Vergiss nicht zu lacheln―進撃の巨人
第12章 役割
「なにか……薬は無いんですか!?」
痛みが引かないというのであれば、鎮痛剤を飲めば少しは楽になるかもしれない。険しい表情を見せるグンタにエミリも必死になって詰め寄る。
「……無いんだ」
しかし、答えたのはグンタではなく、その隣に立ち同じように表情を歪めているエルドだった。
「え……無いって……」
「薬が、無いんだ。薬を詰めていた荷馬車班が、どれも巨人にやられた……」
「……一つも、無いんですか?」
「……っああ」
苦しげに目を閉じるエルド。エミリはもう一度、横たわる兵士へ視線を移す。
「うっ……あぁ…………」
シーツを強く握り、苦しそうに唸っている。そして、その隣でリヴァイは、ただ静かに彼の様子を見守っていた。
このままでは、痛みに耐えきれずに命を失ってしまうこともある。彼は精鋭班の兵士だ。調査兵団にとっても、人類にとっても大きな損失となるだろう。
(薬……鎮痛剤さえ、あれば……)
でも、それすらも無い。
なんて、ついていないのだろう。
どうしてこんなにも、この世界は残酷なのだろう。
「リヴァ、イ……へ、ちょう……」
痛みに耐えながら、彼は隣についているリヴァイに、言葉を途切れさせながらも必死で声をかける。
「何だ?」
「……この、まま…………おれを……おいて、いって……くだ、さい…………」
彼のその言葉に、エミリは胸が締め付けるような感覚を覚えた。
命があっても、このままでは兵団の足でまといになってしまう。そう考えたのだろう。
もう彼は、自分が助かるなんてことを思っていない。いや、もしかしたら、このまま痛みに耐え続け壁へ帰還し、そのまま病院へ行けばなんとかなるかもしれない。

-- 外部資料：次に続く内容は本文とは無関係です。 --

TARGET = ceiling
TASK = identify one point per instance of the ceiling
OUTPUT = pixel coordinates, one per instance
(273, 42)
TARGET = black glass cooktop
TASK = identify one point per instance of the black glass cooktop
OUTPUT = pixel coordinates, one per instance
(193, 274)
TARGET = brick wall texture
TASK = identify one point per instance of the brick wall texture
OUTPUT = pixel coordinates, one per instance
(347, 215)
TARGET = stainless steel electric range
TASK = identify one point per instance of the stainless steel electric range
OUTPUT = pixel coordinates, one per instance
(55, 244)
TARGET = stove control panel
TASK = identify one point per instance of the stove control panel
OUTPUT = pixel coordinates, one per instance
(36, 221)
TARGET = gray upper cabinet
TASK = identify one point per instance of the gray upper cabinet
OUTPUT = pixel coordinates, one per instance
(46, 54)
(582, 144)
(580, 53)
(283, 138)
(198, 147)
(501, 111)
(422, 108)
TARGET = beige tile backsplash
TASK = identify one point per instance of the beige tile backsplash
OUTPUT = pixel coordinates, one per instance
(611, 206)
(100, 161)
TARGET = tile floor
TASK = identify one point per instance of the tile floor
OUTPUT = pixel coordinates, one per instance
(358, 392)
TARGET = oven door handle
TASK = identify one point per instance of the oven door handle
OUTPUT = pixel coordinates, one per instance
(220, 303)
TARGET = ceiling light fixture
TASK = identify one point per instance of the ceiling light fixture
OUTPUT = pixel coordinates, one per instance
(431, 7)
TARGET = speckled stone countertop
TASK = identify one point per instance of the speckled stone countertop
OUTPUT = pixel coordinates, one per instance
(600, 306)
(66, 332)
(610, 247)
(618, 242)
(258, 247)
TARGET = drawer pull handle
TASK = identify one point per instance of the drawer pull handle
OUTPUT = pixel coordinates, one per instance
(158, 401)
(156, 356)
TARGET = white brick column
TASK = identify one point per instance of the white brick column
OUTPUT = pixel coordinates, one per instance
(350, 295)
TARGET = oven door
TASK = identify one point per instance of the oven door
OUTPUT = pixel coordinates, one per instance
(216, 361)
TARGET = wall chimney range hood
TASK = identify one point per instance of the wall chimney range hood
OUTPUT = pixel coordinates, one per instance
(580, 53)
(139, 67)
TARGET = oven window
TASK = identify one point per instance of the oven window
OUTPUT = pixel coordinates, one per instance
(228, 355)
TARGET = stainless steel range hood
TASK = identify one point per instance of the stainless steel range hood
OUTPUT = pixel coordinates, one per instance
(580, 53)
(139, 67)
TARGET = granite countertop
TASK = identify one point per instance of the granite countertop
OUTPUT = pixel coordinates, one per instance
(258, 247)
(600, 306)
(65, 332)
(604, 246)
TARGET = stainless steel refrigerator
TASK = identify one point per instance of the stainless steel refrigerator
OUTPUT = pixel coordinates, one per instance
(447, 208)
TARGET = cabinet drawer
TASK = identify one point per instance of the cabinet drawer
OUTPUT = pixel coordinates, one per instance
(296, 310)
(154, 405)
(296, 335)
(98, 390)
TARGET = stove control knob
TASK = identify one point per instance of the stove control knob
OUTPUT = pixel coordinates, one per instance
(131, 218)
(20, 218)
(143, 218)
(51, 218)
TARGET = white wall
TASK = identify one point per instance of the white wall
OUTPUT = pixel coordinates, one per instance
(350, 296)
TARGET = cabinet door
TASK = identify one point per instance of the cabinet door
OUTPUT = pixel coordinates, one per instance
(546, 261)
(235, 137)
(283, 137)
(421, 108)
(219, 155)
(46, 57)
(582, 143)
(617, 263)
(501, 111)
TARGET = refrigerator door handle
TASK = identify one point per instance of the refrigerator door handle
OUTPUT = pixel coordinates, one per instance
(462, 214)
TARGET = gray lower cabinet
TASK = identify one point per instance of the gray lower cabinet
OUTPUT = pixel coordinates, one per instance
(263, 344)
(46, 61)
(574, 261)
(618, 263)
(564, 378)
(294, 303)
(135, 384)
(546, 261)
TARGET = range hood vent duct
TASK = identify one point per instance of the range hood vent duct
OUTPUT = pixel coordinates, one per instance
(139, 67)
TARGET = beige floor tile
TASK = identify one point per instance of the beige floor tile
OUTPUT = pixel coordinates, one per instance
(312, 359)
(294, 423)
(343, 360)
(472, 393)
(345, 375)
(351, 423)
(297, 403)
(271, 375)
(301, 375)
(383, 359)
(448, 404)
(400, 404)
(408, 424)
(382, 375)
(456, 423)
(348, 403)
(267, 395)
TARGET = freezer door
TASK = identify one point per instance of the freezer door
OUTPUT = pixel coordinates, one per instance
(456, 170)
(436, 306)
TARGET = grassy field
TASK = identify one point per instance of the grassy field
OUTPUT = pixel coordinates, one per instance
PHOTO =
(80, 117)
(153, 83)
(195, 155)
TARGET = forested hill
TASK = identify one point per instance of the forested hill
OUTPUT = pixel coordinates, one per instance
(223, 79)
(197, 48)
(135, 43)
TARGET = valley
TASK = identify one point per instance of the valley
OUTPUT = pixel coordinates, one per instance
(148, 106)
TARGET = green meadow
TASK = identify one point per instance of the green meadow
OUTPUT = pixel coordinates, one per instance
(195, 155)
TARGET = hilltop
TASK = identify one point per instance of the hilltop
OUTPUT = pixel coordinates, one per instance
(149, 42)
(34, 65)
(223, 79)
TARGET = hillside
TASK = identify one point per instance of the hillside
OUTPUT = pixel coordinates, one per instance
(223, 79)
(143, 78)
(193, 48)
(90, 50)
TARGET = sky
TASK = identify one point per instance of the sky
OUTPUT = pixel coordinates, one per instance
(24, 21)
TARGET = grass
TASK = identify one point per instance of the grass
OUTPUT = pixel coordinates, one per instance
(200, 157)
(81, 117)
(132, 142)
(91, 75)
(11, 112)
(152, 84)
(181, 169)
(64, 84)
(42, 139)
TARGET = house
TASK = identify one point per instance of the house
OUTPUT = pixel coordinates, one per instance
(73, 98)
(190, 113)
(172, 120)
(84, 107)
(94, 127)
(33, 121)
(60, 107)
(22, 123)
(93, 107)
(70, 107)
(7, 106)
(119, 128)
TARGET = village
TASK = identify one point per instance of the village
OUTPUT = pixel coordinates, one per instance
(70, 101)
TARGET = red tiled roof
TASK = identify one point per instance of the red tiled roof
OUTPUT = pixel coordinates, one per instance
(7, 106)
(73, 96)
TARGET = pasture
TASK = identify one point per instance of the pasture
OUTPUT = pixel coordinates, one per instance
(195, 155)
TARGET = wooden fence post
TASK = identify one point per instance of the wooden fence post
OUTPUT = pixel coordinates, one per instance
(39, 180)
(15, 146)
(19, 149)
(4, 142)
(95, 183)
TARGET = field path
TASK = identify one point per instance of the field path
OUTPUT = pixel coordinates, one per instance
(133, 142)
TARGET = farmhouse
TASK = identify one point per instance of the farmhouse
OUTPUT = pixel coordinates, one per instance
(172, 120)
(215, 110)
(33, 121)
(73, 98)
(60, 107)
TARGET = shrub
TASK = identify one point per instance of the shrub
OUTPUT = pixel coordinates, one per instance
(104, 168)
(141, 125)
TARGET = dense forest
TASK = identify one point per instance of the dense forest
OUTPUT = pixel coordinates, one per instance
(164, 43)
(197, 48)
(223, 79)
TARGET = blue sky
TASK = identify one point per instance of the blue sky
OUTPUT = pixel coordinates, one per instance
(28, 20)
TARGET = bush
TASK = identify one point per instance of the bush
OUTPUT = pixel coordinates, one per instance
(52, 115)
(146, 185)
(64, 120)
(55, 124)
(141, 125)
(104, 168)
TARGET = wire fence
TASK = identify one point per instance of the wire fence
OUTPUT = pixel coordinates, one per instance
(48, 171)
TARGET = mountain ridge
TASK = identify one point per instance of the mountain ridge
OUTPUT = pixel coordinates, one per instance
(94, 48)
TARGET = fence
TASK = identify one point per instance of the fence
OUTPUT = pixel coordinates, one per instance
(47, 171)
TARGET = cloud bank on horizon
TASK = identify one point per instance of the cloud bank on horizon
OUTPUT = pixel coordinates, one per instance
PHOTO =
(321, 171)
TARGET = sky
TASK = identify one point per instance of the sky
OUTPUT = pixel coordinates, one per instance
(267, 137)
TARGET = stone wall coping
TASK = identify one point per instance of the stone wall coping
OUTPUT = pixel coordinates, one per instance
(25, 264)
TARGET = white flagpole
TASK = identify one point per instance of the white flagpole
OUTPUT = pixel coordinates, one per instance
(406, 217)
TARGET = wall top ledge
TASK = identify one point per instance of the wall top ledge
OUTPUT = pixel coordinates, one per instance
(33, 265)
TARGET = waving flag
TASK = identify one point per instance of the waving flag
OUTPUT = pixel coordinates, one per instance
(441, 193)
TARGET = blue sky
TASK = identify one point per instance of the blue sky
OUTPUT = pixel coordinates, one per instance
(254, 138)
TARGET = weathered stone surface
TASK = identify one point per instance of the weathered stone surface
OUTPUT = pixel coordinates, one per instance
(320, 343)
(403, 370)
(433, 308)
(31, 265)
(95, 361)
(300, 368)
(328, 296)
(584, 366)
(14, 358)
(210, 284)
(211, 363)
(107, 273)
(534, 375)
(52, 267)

だが、それはいつ? エルヴィンからはまだ次の指示が出ていない。このまま第二補給所の確保を続けると言うのであれば、壁内へ帰ることができるのは明日の夕方頃だろう。
その間、回復の兆しが見えない負傷者を背負って進むくらいなら、ここに置いて行かれた方がマシだ。それが、彼の言いたいことなのだろう。